Combined photos of (from L-R) Mohamed Waheed (Dhigali) and Ahmed Arif (Aattey).
Businessmen Ahmed Arif (Aattey), owner of Lotus, and Mohamed “Dhigali” Waheed, CEO of Apollo Holdings, have pleaded not guilty to the charges raised against them over the theft of more than 13.6 million cigarettes seized by Maldives Customs.
The Prosecutor General’s Office has charged 10 individuals in connection with the high‑profile heist, in which two 40‑foot containers of smuggled cigarettes, valued at over MVR 100 million in lost import duties, vanished from the custody of Maldives Ports Limited (MPL) after being seized by Customs.
According to the prosecution, Dhigali, Aattey, and former senior Customs officer Muaz Ali worked together to plan and execute the operation. All three are charged with:
Conspiracy to exercise unauthorized control over another person’s property, and
Complicity in exercising unauthorized control over another person’s property.
Investigators believe the trio coordinated the logistics, tampered with surveillance systems, and arranged for the containers to be swapped with fakes before removal from the MPL terminal.
Senior Customs officer Zivar Ismail, and MPL employees Ahmed Shaheem and Ahmed Firushan, are charged with:
Unauthorized possession of another person’s property, and
Conspiracy to commit unauthorized possession.
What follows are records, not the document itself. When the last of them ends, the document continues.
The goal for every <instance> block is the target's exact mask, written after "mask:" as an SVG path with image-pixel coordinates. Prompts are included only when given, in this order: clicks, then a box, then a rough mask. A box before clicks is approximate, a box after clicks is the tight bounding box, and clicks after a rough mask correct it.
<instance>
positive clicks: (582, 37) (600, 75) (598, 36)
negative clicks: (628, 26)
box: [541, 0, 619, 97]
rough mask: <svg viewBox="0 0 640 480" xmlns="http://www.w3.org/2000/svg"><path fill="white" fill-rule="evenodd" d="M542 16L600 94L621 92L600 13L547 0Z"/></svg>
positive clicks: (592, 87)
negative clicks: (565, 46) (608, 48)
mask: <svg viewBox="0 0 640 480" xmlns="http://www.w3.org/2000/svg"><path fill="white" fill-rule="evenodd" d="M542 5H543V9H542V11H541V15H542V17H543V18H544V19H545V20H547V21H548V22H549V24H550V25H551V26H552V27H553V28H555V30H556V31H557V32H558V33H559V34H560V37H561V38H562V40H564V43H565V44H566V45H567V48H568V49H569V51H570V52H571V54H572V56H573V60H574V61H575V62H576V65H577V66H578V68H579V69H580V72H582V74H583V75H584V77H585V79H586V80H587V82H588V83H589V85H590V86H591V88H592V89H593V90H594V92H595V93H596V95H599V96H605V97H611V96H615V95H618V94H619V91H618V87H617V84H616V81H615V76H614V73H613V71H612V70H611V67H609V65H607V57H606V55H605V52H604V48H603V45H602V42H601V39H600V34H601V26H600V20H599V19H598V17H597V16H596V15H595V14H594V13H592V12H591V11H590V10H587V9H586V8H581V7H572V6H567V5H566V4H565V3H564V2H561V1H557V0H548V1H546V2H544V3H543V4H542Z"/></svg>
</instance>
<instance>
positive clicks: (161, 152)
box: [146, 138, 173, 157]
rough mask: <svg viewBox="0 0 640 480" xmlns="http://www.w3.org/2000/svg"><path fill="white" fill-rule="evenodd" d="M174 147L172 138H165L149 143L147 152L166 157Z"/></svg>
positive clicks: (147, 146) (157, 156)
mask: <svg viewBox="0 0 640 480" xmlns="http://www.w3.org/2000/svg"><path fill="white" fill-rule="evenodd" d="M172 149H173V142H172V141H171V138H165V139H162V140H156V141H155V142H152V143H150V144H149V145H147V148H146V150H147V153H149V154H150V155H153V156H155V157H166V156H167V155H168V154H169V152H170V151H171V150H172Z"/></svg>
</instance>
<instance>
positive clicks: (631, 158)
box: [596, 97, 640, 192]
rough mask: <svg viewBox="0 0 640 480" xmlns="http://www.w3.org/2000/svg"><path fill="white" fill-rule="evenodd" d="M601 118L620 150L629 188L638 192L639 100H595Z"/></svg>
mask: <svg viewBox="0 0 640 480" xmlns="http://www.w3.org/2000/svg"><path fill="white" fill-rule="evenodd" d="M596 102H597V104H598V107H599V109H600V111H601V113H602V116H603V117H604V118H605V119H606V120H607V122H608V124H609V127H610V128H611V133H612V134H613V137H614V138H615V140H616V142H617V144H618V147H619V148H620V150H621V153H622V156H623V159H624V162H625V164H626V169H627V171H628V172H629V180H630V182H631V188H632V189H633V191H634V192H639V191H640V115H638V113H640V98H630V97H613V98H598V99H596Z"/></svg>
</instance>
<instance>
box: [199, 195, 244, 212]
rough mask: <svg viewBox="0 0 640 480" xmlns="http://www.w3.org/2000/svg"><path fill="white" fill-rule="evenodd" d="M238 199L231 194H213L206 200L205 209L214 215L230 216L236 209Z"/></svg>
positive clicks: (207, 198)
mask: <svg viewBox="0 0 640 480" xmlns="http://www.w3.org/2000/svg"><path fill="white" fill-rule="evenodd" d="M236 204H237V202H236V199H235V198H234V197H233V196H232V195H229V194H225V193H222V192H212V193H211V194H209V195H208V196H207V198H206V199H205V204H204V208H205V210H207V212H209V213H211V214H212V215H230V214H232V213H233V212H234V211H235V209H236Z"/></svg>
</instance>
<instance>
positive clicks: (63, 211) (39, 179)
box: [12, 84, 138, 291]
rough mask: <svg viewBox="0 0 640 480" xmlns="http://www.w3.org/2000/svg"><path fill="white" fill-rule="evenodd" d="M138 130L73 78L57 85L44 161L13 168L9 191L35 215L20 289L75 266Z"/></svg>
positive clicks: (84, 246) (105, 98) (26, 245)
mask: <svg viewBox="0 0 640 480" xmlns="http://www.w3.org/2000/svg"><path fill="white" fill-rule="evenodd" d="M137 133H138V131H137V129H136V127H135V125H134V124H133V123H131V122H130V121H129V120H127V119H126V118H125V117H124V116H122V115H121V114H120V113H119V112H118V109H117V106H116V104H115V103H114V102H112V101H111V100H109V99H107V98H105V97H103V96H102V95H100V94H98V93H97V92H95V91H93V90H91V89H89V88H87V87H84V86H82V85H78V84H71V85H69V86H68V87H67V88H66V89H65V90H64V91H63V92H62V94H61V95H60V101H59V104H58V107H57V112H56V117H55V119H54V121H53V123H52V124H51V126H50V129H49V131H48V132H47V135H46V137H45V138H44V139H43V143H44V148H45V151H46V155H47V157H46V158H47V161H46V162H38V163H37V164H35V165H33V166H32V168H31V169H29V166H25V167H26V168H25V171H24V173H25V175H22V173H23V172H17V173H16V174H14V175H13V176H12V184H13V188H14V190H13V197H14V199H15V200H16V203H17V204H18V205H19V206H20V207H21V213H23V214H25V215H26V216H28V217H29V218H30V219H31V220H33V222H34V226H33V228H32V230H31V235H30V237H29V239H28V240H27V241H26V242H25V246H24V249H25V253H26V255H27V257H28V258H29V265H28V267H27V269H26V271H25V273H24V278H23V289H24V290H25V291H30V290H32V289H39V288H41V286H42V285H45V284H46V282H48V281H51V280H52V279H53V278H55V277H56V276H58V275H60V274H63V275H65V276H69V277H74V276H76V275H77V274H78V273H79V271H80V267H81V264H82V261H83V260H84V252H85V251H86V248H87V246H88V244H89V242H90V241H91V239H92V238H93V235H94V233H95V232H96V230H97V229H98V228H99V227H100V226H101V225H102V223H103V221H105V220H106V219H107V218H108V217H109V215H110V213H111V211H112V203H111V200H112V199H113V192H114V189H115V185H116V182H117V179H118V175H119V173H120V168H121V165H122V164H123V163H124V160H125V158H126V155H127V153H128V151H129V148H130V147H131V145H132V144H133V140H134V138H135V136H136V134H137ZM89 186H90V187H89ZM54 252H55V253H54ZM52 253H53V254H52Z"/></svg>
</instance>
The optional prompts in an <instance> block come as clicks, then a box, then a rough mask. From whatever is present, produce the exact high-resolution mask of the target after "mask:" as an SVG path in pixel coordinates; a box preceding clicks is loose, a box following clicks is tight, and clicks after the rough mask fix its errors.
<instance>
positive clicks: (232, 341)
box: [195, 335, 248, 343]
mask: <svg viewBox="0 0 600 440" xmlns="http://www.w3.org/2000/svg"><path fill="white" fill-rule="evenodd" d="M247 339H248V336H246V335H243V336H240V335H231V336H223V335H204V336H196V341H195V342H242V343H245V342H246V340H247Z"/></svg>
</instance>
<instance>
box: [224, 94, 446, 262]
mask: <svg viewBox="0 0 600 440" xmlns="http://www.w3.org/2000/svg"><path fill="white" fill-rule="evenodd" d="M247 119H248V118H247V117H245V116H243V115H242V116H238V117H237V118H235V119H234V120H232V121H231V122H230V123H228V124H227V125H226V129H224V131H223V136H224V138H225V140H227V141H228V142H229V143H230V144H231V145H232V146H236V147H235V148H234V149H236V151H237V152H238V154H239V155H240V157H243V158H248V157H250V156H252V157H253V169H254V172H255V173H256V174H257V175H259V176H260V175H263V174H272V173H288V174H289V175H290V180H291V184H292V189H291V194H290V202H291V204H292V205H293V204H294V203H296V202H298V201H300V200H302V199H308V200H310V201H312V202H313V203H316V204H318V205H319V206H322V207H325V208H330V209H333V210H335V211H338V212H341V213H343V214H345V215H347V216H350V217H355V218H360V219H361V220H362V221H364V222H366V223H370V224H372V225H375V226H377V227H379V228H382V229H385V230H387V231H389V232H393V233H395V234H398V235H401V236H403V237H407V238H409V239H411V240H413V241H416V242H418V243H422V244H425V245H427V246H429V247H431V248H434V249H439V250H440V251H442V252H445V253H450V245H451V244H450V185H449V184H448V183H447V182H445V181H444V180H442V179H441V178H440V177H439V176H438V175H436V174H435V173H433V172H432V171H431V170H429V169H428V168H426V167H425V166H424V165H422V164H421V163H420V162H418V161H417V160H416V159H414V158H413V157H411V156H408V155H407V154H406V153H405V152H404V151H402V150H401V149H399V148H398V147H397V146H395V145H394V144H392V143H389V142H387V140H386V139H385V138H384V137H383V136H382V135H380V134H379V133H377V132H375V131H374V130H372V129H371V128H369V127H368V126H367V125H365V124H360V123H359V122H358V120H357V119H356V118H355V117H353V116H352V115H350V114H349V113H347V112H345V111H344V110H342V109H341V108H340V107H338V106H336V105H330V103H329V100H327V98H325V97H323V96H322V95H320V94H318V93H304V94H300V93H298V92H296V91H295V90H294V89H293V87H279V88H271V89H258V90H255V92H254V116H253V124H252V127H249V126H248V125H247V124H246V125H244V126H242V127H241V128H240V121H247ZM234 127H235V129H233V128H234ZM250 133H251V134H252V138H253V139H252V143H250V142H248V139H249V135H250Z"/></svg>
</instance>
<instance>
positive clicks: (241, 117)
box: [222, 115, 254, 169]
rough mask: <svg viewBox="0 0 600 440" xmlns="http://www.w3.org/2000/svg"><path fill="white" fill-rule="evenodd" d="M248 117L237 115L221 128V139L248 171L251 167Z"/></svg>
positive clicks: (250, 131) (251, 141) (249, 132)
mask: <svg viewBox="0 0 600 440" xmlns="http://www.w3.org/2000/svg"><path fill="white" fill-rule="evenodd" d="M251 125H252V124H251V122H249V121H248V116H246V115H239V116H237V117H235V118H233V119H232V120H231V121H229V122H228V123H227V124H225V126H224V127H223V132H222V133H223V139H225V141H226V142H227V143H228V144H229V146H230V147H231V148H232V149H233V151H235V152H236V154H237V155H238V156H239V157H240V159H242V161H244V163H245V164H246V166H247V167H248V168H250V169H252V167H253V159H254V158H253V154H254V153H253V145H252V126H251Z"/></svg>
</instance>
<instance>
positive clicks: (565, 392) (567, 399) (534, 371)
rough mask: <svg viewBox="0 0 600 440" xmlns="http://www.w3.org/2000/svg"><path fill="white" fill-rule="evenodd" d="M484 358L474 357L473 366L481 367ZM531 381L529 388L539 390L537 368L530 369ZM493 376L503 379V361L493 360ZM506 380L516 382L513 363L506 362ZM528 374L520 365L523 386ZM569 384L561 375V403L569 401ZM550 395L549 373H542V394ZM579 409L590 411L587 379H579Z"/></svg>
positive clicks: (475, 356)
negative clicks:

Another MPL employee, Hussain Samih, and Apollo Holdings boat captain Adam Waheed, who allegedly transported the containers by sea, are charged with possession of another person’s property.
Two additional suspects, Mohamed Alamin Mia, a Bangladeshi national, and Hassan Abdul Rahman, 28, of K. Thulusdhoo, are charged with participation in the encroachment of another person’s property.
Both have pleaded guilty and requested plea agreements with the state.
Dhigali and Aattey formally denied the charges during Sunday’s Criminal Court hearing. The case entered preliminary hearings a month ago and remains in that stage.
Both men were previously arrested early in the investigation but were later released on conditional bail. At the time, prosecutors said the court granted bail due to insufficient evidence linking them directly to the theft, a position that has since changed following the full investigation and filing of charges.
The stolen cigarettes were originally seized by Customs and stored at the Hulhumale' port under MPL custody. The investigation revealed:
The two genuine containers were replaced with identical decoy containers.
The boat used in the operation had its name and registration altered.
The stolen containers were transported to Thilafushi, where they were destroyed.
Police later recovered parts of the containers from a site in Thilafushi.
The case triggered major internal audits within Customs, MPL, and other state institutions due to the scale of the breach and the involvement of senior officials.